Low-intensity ultrasound treatment (E0760) is considered investigational when utilized for other applications including but not limited to:
- Congenital pseudarthrosis
- Fractures that are Open Grade II or III
- Fresh surgically-treated closed fractures (with or without internal fixation)
- Fractures too unstable for closed reduction/casting
- Fractures involving immature skeletal system
- Pathological fractures due to bone pathology or malignancy
- Treatment of Charcot foot disorder
- Avascular necrosis of the femoral head
- Fractures, failed fusions, or nonunions of the axial skeleton (skull and vertebrae)
- Chronic epicondylitis
- Prosthesis loosening following hip arthroplasty
- Stress fractures
DESCRIPTION OF PROCEDURE OR SERVICE:
Low-intensity pulsed ultrasound (LIPUS) has been investigated as a technique to accelerate healing of fresh fractures, surgically treated closed fractures, delayed unions, nonunions, stress fractures, osteotomy sites, and distraction osteogenesis. LIPUS is administered using a transducer applied to the skin surface overlying the fracture site.
An estimated 178 million new fractures were reported worldwide in 2019. Most bone fractures heal spontaneously over several months following standard fracture care (closed reduction if necessary, followed by immobilization with casting or splinting). However, approximately 5% to 10% of all fractures have delayed healing, resulting in continued morbidity and increased utilization of health care services. Factors contributing to a nonunion include which bone is fractured, fracture site, the degree of bone loss, time since injury, the extent of soft tissue injury, and patient factors(e.g., smoking, diabetes, systemic disease).
There is no standard definition of a fracture nonunion. The U.S. Food and Drug Administration (FDA) has defined nonunion as when "a minimum of 9 months has elapsed since injury, and the fracture site shows no visibly progressive signs of healing for a minimum of 3 months." Other definitions cite 3 to 6 months of time from the original injury, or simply when serial radiographs fail to show any further healing. These definitions do not reflect the underlying conditions in fractures that affect healing, such as the degree of soft tissue damage, alignment of the bone fragments, vascularity, and quality of the underlying bone stock.
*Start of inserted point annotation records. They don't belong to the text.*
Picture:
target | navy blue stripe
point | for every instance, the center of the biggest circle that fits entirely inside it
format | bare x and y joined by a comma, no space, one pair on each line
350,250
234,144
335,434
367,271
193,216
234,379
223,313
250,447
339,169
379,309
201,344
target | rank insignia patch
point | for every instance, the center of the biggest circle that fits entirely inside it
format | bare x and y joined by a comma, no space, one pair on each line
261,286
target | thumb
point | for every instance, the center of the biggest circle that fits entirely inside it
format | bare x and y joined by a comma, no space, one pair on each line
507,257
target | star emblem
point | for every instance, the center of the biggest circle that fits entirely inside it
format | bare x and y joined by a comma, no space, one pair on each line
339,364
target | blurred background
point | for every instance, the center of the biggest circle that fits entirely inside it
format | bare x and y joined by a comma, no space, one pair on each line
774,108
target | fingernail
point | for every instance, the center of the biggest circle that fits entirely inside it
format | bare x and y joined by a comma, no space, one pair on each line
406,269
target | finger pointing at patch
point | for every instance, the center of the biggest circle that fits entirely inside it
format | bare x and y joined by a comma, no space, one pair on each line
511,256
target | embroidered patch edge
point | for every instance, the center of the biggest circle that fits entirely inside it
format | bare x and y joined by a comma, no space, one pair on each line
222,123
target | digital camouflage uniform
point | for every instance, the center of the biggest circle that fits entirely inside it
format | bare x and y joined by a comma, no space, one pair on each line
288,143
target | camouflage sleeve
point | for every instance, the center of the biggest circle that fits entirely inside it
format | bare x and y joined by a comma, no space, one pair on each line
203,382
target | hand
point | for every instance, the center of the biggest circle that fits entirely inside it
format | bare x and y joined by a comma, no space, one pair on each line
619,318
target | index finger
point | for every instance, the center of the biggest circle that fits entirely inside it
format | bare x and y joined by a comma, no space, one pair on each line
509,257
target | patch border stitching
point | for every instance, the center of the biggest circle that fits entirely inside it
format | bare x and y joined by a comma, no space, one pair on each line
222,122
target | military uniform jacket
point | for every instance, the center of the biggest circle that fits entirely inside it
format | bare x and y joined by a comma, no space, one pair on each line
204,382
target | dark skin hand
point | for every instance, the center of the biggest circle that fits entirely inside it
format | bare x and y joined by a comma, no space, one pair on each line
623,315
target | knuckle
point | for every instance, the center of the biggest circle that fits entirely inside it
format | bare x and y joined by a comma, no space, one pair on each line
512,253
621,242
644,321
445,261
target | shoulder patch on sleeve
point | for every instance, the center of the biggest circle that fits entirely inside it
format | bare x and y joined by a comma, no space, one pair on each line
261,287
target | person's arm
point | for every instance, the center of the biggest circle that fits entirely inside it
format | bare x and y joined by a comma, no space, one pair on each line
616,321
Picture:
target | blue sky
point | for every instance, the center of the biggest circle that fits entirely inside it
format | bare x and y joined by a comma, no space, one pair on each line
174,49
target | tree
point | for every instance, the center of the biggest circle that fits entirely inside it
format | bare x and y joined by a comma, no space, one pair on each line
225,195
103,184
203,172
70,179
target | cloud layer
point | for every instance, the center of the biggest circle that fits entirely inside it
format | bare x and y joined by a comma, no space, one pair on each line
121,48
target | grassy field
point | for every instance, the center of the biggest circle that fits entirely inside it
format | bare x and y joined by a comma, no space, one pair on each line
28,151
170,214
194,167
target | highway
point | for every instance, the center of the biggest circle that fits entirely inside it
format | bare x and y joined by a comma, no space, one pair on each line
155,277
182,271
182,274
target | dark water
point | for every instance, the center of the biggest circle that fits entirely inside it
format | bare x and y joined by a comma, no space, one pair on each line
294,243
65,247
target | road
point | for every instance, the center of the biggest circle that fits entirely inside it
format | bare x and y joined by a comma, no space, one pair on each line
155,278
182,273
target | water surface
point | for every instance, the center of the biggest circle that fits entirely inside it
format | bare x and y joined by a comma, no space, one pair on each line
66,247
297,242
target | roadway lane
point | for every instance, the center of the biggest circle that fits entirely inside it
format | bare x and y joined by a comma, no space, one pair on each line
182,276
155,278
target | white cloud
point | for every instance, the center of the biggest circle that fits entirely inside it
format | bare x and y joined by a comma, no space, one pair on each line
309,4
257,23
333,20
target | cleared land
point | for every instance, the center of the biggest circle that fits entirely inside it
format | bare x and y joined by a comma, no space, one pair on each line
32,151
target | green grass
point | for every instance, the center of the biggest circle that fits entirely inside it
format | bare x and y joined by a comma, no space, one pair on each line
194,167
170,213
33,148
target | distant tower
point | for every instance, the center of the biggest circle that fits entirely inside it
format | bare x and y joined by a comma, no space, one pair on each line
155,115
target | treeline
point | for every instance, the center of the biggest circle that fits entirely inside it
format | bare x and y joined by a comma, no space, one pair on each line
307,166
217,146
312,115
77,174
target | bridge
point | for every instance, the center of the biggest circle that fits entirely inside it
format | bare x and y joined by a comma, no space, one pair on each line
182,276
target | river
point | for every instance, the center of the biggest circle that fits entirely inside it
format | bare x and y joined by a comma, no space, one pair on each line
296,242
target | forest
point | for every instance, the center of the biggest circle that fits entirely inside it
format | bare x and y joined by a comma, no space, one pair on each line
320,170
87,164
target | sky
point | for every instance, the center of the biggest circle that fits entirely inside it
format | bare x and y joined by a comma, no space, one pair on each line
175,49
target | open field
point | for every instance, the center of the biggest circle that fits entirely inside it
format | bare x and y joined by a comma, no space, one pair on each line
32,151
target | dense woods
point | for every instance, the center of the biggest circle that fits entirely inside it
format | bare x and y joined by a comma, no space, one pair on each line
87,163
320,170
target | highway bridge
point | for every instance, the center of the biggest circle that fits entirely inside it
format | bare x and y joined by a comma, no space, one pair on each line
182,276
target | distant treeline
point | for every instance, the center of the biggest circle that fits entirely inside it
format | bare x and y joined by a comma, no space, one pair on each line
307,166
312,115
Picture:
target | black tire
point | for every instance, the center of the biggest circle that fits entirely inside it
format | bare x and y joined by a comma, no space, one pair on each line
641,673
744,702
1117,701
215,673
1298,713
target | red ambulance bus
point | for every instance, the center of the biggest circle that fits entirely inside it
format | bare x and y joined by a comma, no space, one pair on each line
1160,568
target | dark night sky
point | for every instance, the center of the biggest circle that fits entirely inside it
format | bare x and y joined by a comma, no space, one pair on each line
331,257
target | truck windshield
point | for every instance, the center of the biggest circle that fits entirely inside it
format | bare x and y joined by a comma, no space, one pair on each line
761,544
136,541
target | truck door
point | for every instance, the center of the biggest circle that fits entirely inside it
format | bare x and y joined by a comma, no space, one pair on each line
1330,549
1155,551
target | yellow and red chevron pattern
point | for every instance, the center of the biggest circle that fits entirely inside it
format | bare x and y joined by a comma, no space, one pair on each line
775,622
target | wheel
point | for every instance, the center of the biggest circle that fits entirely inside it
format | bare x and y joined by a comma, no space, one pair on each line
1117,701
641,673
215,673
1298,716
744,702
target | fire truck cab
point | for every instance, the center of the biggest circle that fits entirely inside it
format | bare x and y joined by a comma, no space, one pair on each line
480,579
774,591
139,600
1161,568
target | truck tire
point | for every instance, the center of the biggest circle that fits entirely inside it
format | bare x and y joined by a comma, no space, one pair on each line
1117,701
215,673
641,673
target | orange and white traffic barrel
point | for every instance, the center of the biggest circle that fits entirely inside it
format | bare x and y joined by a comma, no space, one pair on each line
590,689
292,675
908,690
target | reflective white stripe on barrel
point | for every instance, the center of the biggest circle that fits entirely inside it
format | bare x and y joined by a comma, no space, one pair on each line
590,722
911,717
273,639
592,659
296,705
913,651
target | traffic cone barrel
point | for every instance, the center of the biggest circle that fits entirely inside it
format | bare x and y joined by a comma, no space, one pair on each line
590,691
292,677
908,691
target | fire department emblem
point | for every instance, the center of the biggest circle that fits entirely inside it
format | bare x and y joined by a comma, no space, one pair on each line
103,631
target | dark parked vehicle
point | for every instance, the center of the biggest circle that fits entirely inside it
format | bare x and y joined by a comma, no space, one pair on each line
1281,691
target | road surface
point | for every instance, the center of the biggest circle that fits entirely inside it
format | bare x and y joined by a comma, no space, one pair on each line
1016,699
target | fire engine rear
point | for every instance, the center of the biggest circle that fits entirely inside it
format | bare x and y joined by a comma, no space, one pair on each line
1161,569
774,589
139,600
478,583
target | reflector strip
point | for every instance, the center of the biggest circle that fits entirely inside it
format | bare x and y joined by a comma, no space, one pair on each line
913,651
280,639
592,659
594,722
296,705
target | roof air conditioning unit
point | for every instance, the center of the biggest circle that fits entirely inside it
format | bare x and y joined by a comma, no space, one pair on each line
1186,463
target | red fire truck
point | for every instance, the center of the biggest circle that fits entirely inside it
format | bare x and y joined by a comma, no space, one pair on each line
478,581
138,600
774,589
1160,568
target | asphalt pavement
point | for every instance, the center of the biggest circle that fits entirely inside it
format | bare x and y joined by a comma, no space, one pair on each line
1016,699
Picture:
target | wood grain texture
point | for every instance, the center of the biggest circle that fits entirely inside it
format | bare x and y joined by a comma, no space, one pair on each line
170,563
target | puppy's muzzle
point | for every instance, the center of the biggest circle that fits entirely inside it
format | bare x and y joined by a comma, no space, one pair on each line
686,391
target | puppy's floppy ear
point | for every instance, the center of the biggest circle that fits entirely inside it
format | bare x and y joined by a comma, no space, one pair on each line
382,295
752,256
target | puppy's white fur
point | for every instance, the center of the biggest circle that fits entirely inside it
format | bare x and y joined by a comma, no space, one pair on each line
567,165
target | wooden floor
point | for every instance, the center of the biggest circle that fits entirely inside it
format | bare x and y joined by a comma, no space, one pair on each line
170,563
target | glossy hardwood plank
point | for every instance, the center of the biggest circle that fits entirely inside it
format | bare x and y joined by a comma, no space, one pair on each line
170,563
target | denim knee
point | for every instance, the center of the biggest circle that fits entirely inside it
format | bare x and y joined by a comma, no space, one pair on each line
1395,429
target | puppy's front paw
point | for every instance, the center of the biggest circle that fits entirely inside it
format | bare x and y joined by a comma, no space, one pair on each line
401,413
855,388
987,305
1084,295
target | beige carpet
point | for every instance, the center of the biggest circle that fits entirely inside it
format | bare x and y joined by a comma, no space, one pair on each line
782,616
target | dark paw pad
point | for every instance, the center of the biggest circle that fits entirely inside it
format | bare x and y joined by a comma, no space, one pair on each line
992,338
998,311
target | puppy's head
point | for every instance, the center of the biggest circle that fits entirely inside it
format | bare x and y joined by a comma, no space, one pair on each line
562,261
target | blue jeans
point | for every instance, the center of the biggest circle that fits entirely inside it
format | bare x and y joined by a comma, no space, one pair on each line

Delayed union is generally considered a failure to heal between 3 and 9 months post-fracture, after which the fracture site would be considered a nonunion. The delayed union may also be defined as a decelerating bone healing process, as identified in serial radiographs. (In contrast, nonunion serial radiographs show no evidence of healing.) It is important to include both radiographic and clinical criteria to determine fracture healing status. Clinical criteria include the lack of ability to bear weight, fracture pain, and tenderness on palpation.
Low-intensity pulsed ultrasound has been proposed to accelerate healing of fractures. Low-intensity pulsed ultrasound is believed to alter the molecular and cellular mechanisms involved in each stage of the healing process (inflammation, soft callus formation, hard callus formation, and bone remodeling). The mechanism of action at the cellular level is not precisely known, but it is theorized that low-intensity pulsed ultrasound may stimulate the production or the activities of the following compounds that contribute to the bone healing process: cyclooxygenase-2, collagenase, integrin proteins, calcium, chondroblasts, mesenchymal cells, fibroblasts, and osteoblasts.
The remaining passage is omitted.